Post-scriptum : Cet article du journal The Stanford [University] Daily met en lumière la stupéfiante bêtise du débat sur le sexe et l’identité sur ce campus. « Les toilettes à occupation unique sur le campus seront bientôt converties en genre-neutre, en raison de la nouvelle législation de la Californie et des efforts administratifs continus.
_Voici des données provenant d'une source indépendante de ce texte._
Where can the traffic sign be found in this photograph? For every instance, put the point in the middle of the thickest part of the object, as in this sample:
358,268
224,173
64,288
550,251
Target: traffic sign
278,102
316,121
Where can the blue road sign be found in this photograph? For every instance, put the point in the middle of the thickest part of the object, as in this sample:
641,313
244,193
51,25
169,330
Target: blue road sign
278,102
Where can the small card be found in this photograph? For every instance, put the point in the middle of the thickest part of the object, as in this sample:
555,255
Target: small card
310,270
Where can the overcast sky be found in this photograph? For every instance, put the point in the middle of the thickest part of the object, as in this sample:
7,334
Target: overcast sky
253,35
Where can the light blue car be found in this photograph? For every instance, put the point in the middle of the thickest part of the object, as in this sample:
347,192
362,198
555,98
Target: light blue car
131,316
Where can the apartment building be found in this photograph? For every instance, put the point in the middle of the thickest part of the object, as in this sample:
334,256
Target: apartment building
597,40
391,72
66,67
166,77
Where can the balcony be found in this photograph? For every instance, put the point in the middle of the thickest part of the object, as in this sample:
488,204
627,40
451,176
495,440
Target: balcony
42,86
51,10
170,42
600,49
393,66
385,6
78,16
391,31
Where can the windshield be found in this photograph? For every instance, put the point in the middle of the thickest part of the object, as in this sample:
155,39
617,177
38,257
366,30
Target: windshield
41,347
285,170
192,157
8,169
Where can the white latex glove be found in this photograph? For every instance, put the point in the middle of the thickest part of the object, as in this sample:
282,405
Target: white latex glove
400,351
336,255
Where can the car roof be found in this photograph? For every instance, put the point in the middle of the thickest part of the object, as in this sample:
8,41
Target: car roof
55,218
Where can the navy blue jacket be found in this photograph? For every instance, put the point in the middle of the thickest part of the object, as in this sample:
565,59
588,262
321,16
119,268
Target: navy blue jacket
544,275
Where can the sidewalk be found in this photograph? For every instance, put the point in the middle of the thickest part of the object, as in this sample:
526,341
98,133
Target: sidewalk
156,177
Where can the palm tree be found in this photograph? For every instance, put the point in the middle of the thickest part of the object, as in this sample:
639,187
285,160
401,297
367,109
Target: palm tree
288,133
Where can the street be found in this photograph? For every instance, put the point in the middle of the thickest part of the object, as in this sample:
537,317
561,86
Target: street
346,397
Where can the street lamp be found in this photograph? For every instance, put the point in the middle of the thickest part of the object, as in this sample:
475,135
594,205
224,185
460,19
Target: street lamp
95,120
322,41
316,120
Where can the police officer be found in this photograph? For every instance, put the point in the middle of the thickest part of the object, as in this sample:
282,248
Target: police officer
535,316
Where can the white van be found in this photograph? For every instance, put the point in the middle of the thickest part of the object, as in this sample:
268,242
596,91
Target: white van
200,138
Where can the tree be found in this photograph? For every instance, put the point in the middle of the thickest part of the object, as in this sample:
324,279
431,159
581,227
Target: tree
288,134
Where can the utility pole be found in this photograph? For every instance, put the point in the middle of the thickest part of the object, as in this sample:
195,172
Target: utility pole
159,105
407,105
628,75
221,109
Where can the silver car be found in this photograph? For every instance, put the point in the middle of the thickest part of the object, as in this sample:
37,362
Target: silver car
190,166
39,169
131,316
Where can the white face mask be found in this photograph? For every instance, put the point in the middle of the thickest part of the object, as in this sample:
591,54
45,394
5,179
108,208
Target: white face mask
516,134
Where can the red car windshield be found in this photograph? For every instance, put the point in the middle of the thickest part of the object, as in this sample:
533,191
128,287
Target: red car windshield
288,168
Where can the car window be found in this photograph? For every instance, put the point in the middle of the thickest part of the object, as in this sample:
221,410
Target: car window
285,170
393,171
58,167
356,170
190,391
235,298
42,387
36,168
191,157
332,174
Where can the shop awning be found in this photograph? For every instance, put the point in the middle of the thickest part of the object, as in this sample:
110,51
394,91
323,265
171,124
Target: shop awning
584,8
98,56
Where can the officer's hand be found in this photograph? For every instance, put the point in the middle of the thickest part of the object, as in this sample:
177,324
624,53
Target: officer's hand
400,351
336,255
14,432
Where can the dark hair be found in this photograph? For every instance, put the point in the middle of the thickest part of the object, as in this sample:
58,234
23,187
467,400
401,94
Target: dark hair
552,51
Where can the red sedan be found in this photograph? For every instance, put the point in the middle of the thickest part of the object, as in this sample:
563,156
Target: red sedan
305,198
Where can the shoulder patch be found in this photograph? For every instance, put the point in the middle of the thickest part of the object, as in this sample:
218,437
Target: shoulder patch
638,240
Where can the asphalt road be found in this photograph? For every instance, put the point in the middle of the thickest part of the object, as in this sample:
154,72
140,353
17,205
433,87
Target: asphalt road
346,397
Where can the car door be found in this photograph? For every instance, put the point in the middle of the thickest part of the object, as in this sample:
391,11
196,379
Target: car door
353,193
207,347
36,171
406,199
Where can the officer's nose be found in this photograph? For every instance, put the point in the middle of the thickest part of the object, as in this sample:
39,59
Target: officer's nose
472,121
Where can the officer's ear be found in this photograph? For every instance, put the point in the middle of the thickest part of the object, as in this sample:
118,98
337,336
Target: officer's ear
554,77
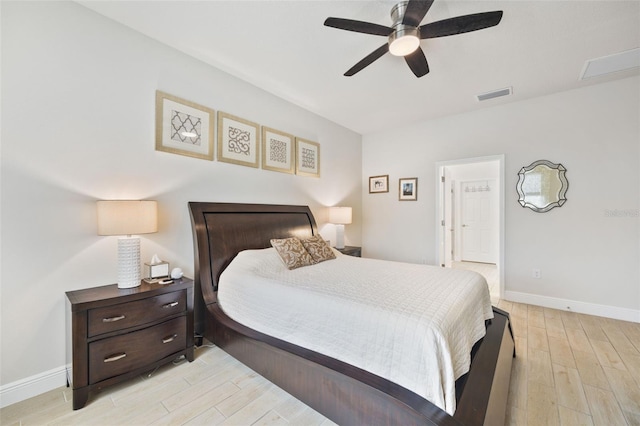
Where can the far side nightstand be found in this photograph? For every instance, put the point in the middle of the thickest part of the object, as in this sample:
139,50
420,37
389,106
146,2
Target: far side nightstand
351,251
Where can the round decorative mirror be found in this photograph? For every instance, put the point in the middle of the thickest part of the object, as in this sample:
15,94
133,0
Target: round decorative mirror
542,186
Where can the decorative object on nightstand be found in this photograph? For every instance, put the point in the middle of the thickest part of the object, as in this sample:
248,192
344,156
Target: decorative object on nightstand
340,216
351,251
128,218
155,270
114,335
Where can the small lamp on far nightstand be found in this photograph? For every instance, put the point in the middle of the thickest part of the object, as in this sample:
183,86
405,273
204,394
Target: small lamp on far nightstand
340,216
128,218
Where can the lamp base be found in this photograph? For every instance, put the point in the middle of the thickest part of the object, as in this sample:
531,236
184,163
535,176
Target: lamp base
340,236
128,262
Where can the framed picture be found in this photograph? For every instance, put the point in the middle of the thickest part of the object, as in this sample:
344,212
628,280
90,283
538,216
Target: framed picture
307,158
278,151
238,140
408,189
378,184
183,127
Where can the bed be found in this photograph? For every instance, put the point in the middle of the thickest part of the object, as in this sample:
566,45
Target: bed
342,391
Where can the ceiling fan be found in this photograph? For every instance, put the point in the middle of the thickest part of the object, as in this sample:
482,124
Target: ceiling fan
406,32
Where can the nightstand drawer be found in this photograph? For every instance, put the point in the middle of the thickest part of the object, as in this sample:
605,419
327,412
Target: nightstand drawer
120,354
129,314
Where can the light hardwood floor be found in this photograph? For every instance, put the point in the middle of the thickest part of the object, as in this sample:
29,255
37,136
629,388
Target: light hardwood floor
571,369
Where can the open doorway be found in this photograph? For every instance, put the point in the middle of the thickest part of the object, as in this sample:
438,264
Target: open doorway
470,218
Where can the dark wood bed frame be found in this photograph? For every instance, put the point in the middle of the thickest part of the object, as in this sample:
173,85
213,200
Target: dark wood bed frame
343,393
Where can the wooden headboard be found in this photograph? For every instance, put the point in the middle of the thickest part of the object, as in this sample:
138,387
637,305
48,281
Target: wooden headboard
222,230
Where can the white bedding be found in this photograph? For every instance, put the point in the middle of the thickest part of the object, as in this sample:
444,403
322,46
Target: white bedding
412,324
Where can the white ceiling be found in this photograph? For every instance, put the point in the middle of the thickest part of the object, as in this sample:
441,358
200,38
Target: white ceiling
540,47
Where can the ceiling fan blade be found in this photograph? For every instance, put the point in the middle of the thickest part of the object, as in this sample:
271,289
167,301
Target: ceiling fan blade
417,62
460,24
358,26
416,9
368,60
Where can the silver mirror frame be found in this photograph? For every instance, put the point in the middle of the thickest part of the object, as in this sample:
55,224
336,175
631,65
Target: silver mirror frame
561,196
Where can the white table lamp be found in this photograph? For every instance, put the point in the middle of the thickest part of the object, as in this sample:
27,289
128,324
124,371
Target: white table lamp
340,216
128,218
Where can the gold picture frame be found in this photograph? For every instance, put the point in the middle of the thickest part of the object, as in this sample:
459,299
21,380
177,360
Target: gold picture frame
378,184
408,189
238,140
307,158
278,151
184,127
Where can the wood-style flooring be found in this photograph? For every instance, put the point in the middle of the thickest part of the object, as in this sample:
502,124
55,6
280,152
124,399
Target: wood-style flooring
571,369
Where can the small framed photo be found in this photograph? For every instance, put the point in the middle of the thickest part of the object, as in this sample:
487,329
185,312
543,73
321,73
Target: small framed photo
378,184
183,127
278,151
238,140
408,189
307,158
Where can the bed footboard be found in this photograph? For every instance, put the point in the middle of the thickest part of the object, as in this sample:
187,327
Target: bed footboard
350,396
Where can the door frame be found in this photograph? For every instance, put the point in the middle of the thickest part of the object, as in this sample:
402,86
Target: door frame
440,231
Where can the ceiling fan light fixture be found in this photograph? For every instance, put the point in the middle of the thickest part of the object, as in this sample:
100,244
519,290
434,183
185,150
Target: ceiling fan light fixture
404,40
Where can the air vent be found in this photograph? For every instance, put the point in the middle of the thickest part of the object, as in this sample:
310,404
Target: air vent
494,94
613,63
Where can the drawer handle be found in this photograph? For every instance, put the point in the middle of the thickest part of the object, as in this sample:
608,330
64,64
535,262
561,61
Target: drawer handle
115,357
169,339
113,319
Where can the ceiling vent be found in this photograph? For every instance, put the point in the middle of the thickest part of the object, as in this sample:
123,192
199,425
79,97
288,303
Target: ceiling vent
609,64
494,94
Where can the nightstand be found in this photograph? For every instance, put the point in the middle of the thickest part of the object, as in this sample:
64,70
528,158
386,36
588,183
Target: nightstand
116,334
351,251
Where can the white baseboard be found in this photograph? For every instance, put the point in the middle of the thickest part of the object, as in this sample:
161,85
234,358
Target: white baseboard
32,386
614,312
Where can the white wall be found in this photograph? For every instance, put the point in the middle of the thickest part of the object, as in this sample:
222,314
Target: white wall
588,256
78,95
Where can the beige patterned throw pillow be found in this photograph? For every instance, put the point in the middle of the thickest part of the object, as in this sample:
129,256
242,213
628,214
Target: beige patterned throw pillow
292,252
318,249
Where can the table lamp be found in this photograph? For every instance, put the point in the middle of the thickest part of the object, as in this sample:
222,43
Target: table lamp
127,218
340,216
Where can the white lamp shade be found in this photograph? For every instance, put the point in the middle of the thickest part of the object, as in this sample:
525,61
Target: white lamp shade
340,215
127,217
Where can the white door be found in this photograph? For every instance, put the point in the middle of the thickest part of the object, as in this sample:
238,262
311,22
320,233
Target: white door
478,221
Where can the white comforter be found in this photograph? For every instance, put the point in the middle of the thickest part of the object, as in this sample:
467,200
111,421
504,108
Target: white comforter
412,324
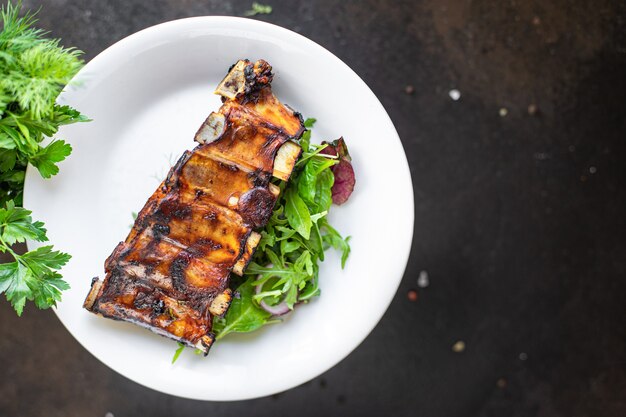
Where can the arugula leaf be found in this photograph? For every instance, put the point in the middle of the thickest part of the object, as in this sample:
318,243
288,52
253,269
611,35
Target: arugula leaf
243,315
258,8
181,347
292,244
297,213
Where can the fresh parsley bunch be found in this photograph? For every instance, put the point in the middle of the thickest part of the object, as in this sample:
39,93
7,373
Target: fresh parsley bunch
285,267
33,72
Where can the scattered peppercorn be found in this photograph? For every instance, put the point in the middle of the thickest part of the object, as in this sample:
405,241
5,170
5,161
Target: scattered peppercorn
458,347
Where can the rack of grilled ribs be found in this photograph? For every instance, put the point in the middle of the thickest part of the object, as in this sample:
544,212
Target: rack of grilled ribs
171,274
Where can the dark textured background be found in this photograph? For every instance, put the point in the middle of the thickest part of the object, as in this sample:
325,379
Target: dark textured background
520,219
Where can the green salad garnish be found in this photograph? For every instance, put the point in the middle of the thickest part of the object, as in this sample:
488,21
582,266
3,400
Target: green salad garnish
285,268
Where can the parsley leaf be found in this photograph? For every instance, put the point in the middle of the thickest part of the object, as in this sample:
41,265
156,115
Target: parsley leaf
34,69
33,275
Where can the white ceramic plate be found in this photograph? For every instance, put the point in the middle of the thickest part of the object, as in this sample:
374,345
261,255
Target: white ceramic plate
147,95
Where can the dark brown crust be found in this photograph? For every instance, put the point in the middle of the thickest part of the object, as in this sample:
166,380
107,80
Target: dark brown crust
199,222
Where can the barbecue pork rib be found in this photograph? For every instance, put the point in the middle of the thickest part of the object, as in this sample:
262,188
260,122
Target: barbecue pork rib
171,273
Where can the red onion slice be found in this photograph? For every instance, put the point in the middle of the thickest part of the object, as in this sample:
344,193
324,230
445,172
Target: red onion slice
277,310
343,171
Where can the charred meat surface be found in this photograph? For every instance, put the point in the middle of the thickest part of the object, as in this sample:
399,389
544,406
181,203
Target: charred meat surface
171,273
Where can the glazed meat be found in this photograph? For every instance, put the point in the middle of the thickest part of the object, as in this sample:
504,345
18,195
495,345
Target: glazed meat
171,274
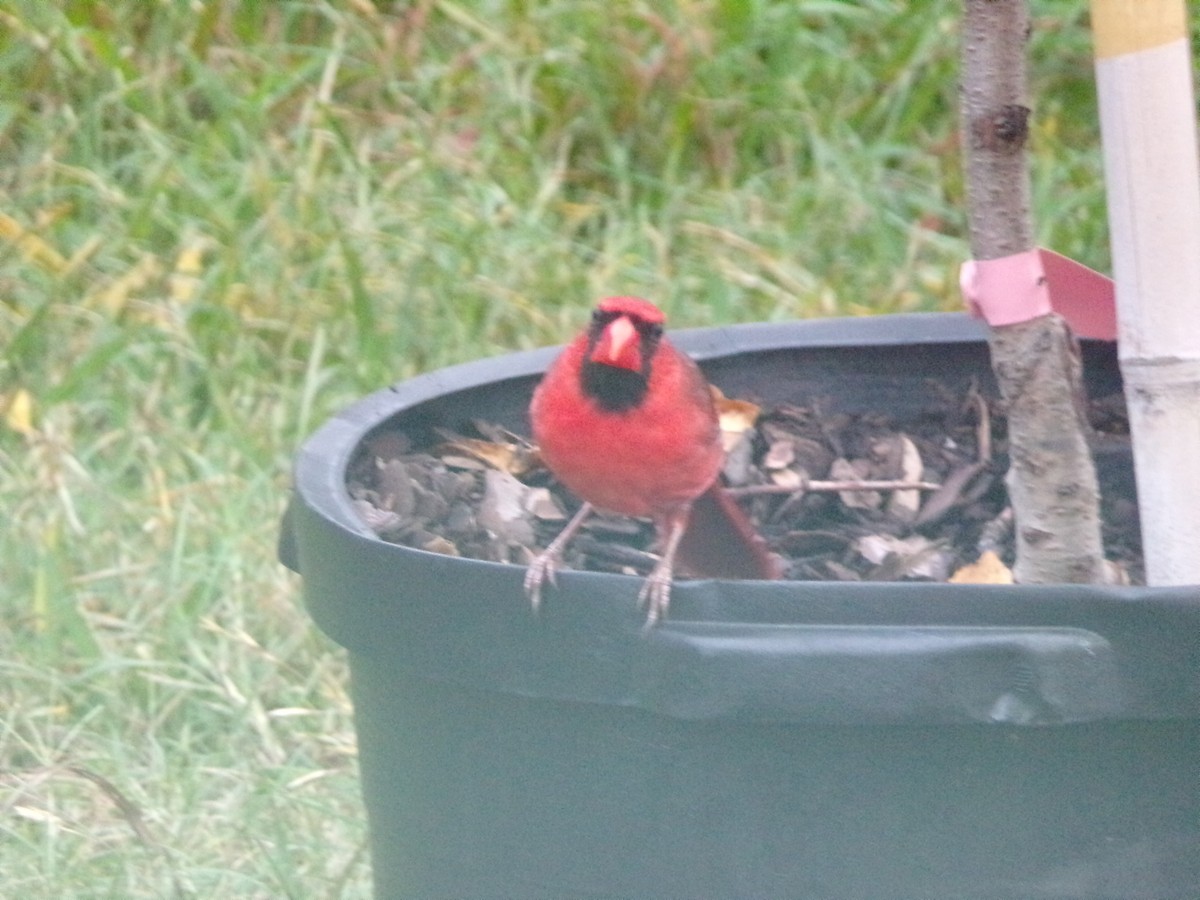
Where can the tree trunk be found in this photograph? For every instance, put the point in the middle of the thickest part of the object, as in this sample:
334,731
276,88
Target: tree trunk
1051,478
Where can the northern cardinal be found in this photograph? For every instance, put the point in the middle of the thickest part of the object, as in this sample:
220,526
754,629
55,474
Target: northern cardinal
628,423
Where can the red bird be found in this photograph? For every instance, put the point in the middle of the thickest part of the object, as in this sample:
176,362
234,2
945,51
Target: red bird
627,421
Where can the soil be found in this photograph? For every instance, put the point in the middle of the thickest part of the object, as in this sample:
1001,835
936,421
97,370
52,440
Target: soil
809,480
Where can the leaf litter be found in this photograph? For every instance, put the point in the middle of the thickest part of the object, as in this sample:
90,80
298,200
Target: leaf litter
838,496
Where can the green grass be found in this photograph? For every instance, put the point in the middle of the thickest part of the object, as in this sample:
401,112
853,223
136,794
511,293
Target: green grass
222,221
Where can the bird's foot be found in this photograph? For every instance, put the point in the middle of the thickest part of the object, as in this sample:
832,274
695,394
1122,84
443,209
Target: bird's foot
543,569
655,594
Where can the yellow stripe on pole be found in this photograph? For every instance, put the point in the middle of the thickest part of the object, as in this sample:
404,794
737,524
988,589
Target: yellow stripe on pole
1125,27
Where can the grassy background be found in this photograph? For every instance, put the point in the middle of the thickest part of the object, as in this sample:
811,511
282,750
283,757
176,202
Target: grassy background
220,221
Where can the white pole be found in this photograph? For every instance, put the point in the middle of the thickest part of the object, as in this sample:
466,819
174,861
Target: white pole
1152,172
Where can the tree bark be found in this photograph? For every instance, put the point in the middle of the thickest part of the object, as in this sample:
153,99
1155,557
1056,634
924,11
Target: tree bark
1051,478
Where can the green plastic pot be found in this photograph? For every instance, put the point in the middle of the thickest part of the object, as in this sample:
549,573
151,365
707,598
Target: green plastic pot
771,739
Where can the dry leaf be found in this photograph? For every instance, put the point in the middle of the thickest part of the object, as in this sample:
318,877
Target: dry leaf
855,471
19,413
779,455
502,510
735,415
905,504
468,453
987,570
35,250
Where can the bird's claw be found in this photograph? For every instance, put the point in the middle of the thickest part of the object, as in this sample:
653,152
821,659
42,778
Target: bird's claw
544,568
655,595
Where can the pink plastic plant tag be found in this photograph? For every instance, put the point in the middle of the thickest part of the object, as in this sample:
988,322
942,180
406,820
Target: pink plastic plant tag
1024,286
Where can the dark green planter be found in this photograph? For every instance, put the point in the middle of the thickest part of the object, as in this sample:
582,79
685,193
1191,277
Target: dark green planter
772,739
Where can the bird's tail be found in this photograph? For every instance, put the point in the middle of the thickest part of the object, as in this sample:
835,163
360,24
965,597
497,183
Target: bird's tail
720,541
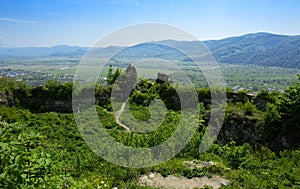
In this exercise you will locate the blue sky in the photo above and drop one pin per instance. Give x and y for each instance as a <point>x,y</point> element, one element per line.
<point>83,22</point>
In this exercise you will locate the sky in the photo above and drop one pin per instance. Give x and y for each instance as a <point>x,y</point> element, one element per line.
<point>36,23</point>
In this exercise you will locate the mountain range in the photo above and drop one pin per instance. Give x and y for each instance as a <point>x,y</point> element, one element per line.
<point>263,49</point>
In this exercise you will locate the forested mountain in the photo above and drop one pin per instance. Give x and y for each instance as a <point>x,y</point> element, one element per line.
<point>263,49</point>
<point>259,49</point>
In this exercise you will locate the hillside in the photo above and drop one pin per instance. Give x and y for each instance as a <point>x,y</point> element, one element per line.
<point>262,49</point>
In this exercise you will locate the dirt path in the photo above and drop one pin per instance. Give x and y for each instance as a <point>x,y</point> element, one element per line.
<point>157,181</point>
<point>117,117</point>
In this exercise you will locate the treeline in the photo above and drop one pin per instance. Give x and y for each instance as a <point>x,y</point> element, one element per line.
<point>268,118</point>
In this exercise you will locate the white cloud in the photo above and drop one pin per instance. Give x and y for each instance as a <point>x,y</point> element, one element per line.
<point>18,21</point>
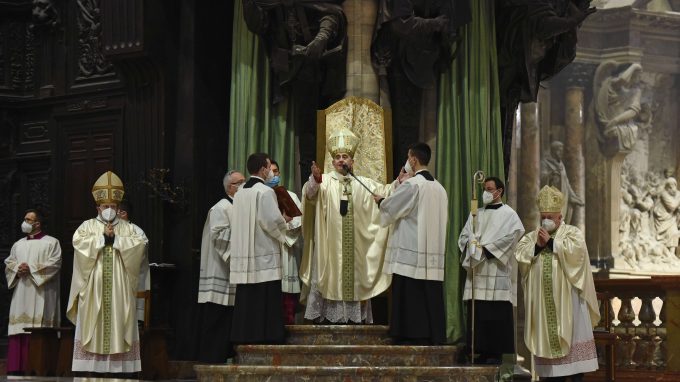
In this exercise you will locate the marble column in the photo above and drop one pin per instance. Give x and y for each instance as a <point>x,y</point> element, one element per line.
<point>578,77</point>
<point>529,172</point>
<point>362,80</point>
<point>573,149</point>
Le Bureau de la diversité et de l’accès (D & A Office) a été le fer de lance de la campagne visant à convertir toutes les toilettes à occupation unique… ».

Voici ce que je ne capte pas : si une toilette à occupation unique doit être utilisée par une personne à la fois, quel besoin est-il de désigner officiellement le sexe de toute personne devant l’utiliser ? Et pourquoi les fonctionnaires d’une université d’élite perdent-ils leur temps sur ce sujet ?

James Howard Kunstler

Note du Saker Francophone
Pour le pizzagate, le sujet reste ouvert, tant les affaires de pédophilie se succèdent (BBC, Dutroux, etc.), mêlant des membres des classes dirigeantes. Même si le doute reste de rigueur, il semble que l'étau se resserre. Si ces scandales devaient être avérés, cela aurait un effet bien plus dévastateur que les misérables magouilles financières étalées ces jours-ci. Par contre, il est important de bien cerner ces articles de Kunstler sur les délires autour des identités sexuelles dans les facs américaines, car la théorie du genre qui y avait été incubée a fini par arriver chez nous. Il est fort probable que ces débats apparaîtront bientôt chez nous, ne serait-ce que pour détourner l'opinion publique des réalités économiques.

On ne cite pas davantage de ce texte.